What each input is doing

  • Hours worked × hourly rate drives the base fee.
  • Other recoverable fees/costs add on top of attorney time.
  • Contingent multiplier can model enhancement factors; here it’s kept at 1.00 to isolate the impact of the reduction factor.
  • Fee reduction factor models situations where time is trimmed (e.g., inefficiencies); here it reduces the attorney-time portion by 10%.
  • Dates check timeliness using the 1-year general/default period.

Example run

Run the Attorney Fee calculator using the example inputs above. Review the breakdown for intermediate steps (segments, adjustments, or rate changes) so you can see how each input moves the output. Save the result for reference and compare it to your actual scenario.

Step 1: Compute the base attorney time fee

  • Hours: 42.5
  • Blended hourly rate: $325

Base attorney fee:

  • 42.5 × 325 = $13,812.50

Step 2: Apply the fee reduction factor

Reduction factor: 0.90

Adjusted attorney fee:

  • $13,812.50 × 0.90 = $12,431.25

Step 3: Add other recoverable fees/costs

Other fees/costs: $1,200

Total fee request amount (before any multiplier):

  • $12,431.25 + $1,200 = $13,631.25

Step 4: Apply the contingent multiplier (if used)

Multiplier: 1.00

Final modeled amount:

  • $13,631.25 × 1.00 = $13,631.25

Step 5: Timeliness check using Rhode Island’s general/default 1-year period

  • Start date: 2026-01-15
  • Decision/posture date: 2026-03-01
  • Elapsed time: about 45 days

Rhode Island general/default limitations framework used here:

Result for this example:

  • 45 days < 365 days, so the modeled request is within the general/default 1-year window.

Warning: A timeliness “pass” based on a general/default limitations period doesn’t automatically guarantee a fee request will be granted. Courts can still scrutinize reasonableness, documentation, and case-specific statutory requirements.

Output (what the tool would display in a simple view)

Output componentValue
Adjusted attorney fees$12,431.25
Other recoverable fees/costs$1,200.00
Contingent multiplier1.00
Total modeled fee request$13,631.25
Timeliness vs. 1-year general/default periodWithin

Sensitivity check

A worked example only tells half the story. Real fee calculations change when inputs shift. Here are three fast “what if” variations that show sensitivity in the Rhode Island (US-RI) context.

To test sensitivity, change one high-impact input (like the rate, start date, or cap) and rerun the calculation.
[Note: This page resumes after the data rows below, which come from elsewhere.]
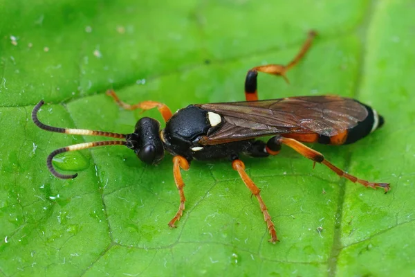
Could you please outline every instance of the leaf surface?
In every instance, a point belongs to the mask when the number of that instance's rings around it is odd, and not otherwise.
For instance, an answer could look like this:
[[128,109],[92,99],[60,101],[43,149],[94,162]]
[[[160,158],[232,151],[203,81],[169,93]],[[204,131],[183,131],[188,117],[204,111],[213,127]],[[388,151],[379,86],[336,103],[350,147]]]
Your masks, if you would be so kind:
[[[409,0],[0,1],[0,275],[409,276],[415,266],[415,6]],[[53,150],[100,138],[34,125],[132,132],[152,100],[172,111],[243,100],[246,71],[290,61],[319,32],[290,84],[261,75],[259,97],[338,94],[375,107],[385,126],[354,145],[313,145],[387,195],[340,179],[288,149],[246,158],[281,242],[268,243],[257,200],[225,161],[183,172],[178,207],[171,157],[145,166],[129,149]]]

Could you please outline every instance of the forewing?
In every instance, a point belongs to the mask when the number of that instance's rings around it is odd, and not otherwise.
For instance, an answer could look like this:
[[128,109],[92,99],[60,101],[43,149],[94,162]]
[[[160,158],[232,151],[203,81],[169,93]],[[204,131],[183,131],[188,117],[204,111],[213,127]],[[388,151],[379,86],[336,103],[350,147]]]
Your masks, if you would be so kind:
[[252,102],[198,105],[222,116],[220,129],[209,141],[238,139],[284,133],[317,133],[332,136],[367,116],[359,102],[338,96],[303,96]]

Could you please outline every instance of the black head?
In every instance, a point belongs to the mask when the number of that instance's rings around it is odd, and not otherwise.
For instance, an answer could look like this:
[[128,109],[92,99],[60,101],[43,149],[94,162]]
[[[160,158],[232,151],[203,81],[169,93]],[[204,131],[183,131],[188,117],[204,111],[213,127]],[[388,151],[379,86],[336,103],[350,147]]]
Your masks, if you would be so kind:
[[158,121],[143,117],[136,124],[134,132],[127,135],[127,147],[134,150],[138,158],[145,163],[158,163],[164,157],[164,147],[159,130]]

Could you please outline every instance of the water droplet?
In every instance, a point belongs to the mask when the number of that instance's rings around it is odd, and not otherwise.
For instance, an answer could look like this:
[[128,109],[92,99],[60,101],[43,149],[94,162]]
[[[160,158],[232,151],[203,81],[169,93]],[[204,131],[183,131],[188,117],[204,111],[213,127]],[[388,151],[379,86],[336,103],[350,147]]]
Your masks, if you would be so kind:
[[80,152],[69,152],[53,159],[53,166],[65,171],[84,170],[89,166],[89,162]]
Compare the outputs side by side so you can see how small input shifts affect the result.

1) Change the fee reduction factor (reasonableness trimming)
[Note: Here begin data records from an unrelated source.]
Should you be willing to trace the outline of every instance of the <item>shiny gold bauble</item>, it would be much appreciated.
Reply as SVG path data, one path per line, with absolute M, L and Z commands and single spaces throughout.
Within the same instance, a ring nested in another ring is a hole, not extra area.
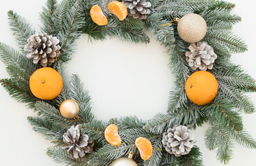
M 66 100 L 60 107 L 61 115 L 68 119 L 75 118 L 79 112 L 79 106 L 73 100 Z
M 125 157 L 116 159 L 109 166 L 138 166 L 138 165 L 132 159 Z
M 179 37 L 188 43 L 196 43 L 202 39 L 207 31 L 207 25 L 201 16 L 191 13 L 184 15 L 178 23 Z

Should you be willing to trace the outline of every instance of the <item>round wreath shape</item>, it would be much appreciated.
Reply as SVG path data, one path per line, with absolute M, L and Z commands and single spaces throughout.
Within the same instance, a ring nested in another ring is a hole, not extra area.
M 227 163 L 233 140 L 255 149 L 241 113 L 255 107 L 245 95 L 255 80 L 230 62 L 245 43 L 231 32 L 241 21 L 234 4 L 214 0 L 47 0 L 40 33 L 9 11 L 9 24 L 20 50 L 0 43 L 9 79 L 0 80 L 10 95 L 38 113 L 28 120 L 35 131 L 56 144 L 47 153 L 68 165 L 203 165 L 193 129 L 204 122 L 205 144 Z M 90 98 L 65 64 L 82 33 L 90 39 L 118 36 L 150 42 L 145 30 L 168 48 L 176 86 L 166 113 L 97 120 Z M 127 158 L 128 156 L 128 158 Z

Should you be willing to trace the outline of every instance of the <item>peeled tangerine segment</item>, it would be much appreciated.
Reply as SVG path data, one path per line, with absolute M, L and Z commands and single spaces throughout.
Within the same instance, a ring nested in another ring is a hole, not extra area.
M 121 145 L 121 138 L 118 135 L 118 128 L 112 124 L 108 126 L 104 131 L 104 136 L 106 141 L 113 146 Z
M 108 24 L 108 19 L 103 14 L 102 9 L 97 5 L 95 5 L 90 9 L 90 17 L 93 22 L 99 26 L 105 26 Z
M 109 4 L 109 9 L 111 12 L 116 15 L 121 21 L 127 16 L 127 8 L 125 5 L 120 1 L 113 1 Z
M 138 138 L 135 141 L 135 145 L 140 151 L 142 159 L 147 160 L 151 157 L 153 147 L 149 140 L 143 137 Z

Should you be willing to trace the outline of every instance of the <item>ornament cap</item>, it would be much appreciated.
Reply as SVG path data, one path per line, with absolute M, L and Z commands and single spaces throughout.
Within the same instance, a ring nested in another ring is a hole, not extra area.
M 128 155 L 128 158 L 131 158 L 131 159 L 132 159 L 132 156 L 134 156 L 134 155 L 132 154 L 132 153 L 131 153 L 131 151 L 129 154 L 129 155 Z

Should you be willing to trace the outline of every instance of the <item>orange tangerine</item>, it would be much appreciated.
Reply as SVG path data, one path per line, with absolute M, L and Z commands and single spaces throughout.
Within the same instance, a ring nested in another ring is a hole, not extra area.
M 125 5 L 120 1 L 113 1 L 109 4 L 109 9 L 111 12 L 116 15 L 121 21 L 127 16 L 127 8 Z
M 63 82 L 61 75 L 54 68 L 41 68 L 30 77 L 29 87 L 32 93 L 42 100 L 52 100 L 61 92 Z
M 121 145 L 121 138 L 118 135 L 118 128 L 116 125 L 112 124 L 108 126 L 104 131 L 104 136 L 106 141 L 113 146 Z
M 105 26 L 108 24 L 108 19 L 103 14 L 102 10 L 99 6 L 93 6 L 90 9 L 90 17 L 95 24 L 98 24 L 99 26 Z
M 149 140 L 139 137 L 136 140 L 135 145 L 140 151 L 142 159 L 147 160 L 151 157 L 153 153 L 153 147 Z
M 215 98 L 218 93 L 218 82 L 208 71 L 197 71 L 186 80 L 185 89 L 188 98 L 198 105 L 207 104 Z

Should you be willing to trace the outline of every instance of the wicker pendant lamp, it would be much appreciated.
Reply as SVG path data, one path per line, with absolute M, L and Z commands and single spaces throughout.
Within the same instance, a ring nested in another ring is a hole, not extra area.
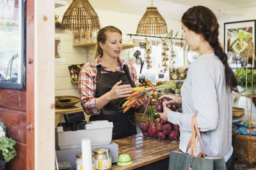
M 100 29 L 99 17 L 88 0 L 73 0 L 61 22 L 64 30 Z
M 166 22 L 158 12 L 157 8 L 153 6 L 153 0 L 151 0 L 151 6 L 147 8 L 143 17 L 138 25 L 136 34 L 164 36 L 167 32 Z

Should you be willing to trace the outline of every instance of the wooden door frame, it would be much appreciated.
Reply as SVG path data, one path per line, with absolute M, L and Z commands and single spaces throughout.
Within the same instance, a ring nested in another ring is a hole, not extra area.
M 27 0 L 26 169 L 55 169 L 54 1 Z

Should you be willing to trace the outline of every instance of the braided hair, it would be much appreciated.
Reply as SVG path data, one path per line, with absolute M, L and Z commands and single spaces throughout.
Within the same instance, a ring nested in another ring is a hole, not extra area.
M 214 13 L 203 6 L 193 6 L 188 10 L 181 18 L 182 24 L 189 30 L 201 34 L 213 48 L 225 66 L 226 83 L 232 90 L 237 86 L 237 81 L 228 65 L 228 57 L 223 52 L 218 39 L 219 24 Z

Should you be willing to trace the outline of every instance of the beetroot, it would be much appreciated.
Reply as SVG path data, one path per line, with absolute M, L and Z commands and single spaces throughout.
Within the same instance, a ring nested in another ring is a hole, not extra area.
M 163 103 L 163 102 L 165 101 L 170 101 L 170 99 L 169 99 L 168 97 L 163 97 L 162 99 L 161 99 L 161 103 Z
M 155 138 L 156 136 L 156 127 L 153 126 L 150 129 L 148 129 L 148 134 L 149 137 Z
M 172 110 L 172 106 L 173 106 L 172 103 L 168 103 L 166 104 L 166 107 L 168 108 L 170 110 Z
M 177 141 L 178 138 L 177 138 L 178 134 L 175 131 L 172 131 L 172 132 L 169 134 L 168 138 L 171 140 L 171 141 Z
M 160 123 L 156 124 L 156 132 L 158 132 L 159 131 L 162 130 L 162 127 L 163 127 L 163 125 Z
M 140 125 L 140 129 L 143 132 L 147 132 L 149 129 L 148 124 L 141 123 Z
M 172 111 L 175 111 L 175 110 L 177 110 L 178 108 L 179 108 L 178 105 L 177 105 L 176 104 L 173 103 L 173 104 L 172 104 L 172 106 L 171 110 L 172 110 Z
M 165 124 L 168 124 L 168 121 L 167 120 L 163 120 L 163 118 L 160 118 L 160 121 L 161 121 L 161 123 L 163 124 L 163 125 L 165 125 Z
M 169 124 L 165 124 L 162 127 L 162 131 L 165 135 L 169 135 L 172 132 L 172 126 Z
M 142 132 L 142 134 L 145 136 L 145 137 L 148 137 L 148 132 Z
M 154 120 L 154 122 L 156 124 L 159 124 L 159 123 L 161 123 L 160 118 L 156 118 L 155 120 Z
M 158 104 L 160 104 L 160 103 L 161 103 L 160 101 L 155 101 L 155 102 L 154 103 L 154 104 L 155 104 L 155 106 L 156 106 L 157 105 L 158 105 Z
M 180 127 L 179 125 L 173 125 L 173 130 L 175 131 L 177 133 L 180 132 Z
M 166 136 L 161 131 L 158 132 L 156 136 L 160 141 L 163 141 L 166 138 Z
M 155 109 L 157 112 L 163 113 L 163 111 L 164 111 L 164 108 L 163 107 L 163 104 L 160 103 L 159 104 L 158 104 L 156 106 Z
Keep everything else the same.

Base attorney time fee: $13,812.50 (unchanged)

Fee reduction factorAdjusted attorney feeDifference vs. 0.90
0.95$13,122.88+$691.63
0.90$12,431.25$0.00
0.80$11,050.00-$1,381.25

Why it matters:

  • In this example, fees are sensitive to the reduction factor because it directly reduces the attorney-time portion.

2) Change the hourly rate by 10% (market or staffing variation)

Assume fee reduction factor stays 0.90, other costs stay $1,200, multiplier stays 1.00, hours stay 42.5.

  • Original rate: $325
  • +10% rate: $357.50
  • -10% rate: $292.50

Compute quickly:

  • +10% scenario:
    Base = 42.5 × 357.50 = $15,193.75
    Adjusted = $15,193.75 × 0.90 = $13,674.38
    Total = $13,674.38 + $1,200 = $14,874.38

  • -10% scenario:
    Base = 42.5 × 292.50 = $12,431.25
    Adjusted = $12,431.25 × 0.90 = $11,188.13
    Total = $11,188.13 + $1,200 = $12,388.13

Result:

  • A 10% rate change moves the modeled total by about ±$1,243 in this setup.

3) Timeliness sensitivity against the 1-year general/default period

Using the general/default 1-year period from General Laws § 12-12-17 (as the only deadline framework used in this example), the key threshold is whether the elapsed time is under or over 365 days.

With the same start date (2026-01-15) and varying “decision/posture date”:

  • 2026-03-01 (45 days): Within
  • 2026-12-15 (~334 days): Within
  • 2027-02-20 (~402 days): Outside

Pitfall: If your fee request is tied to an event that triggers a different deadline than the general/default 1-year rule, the “Outside” determination here might not reflect the actual applicable deadline.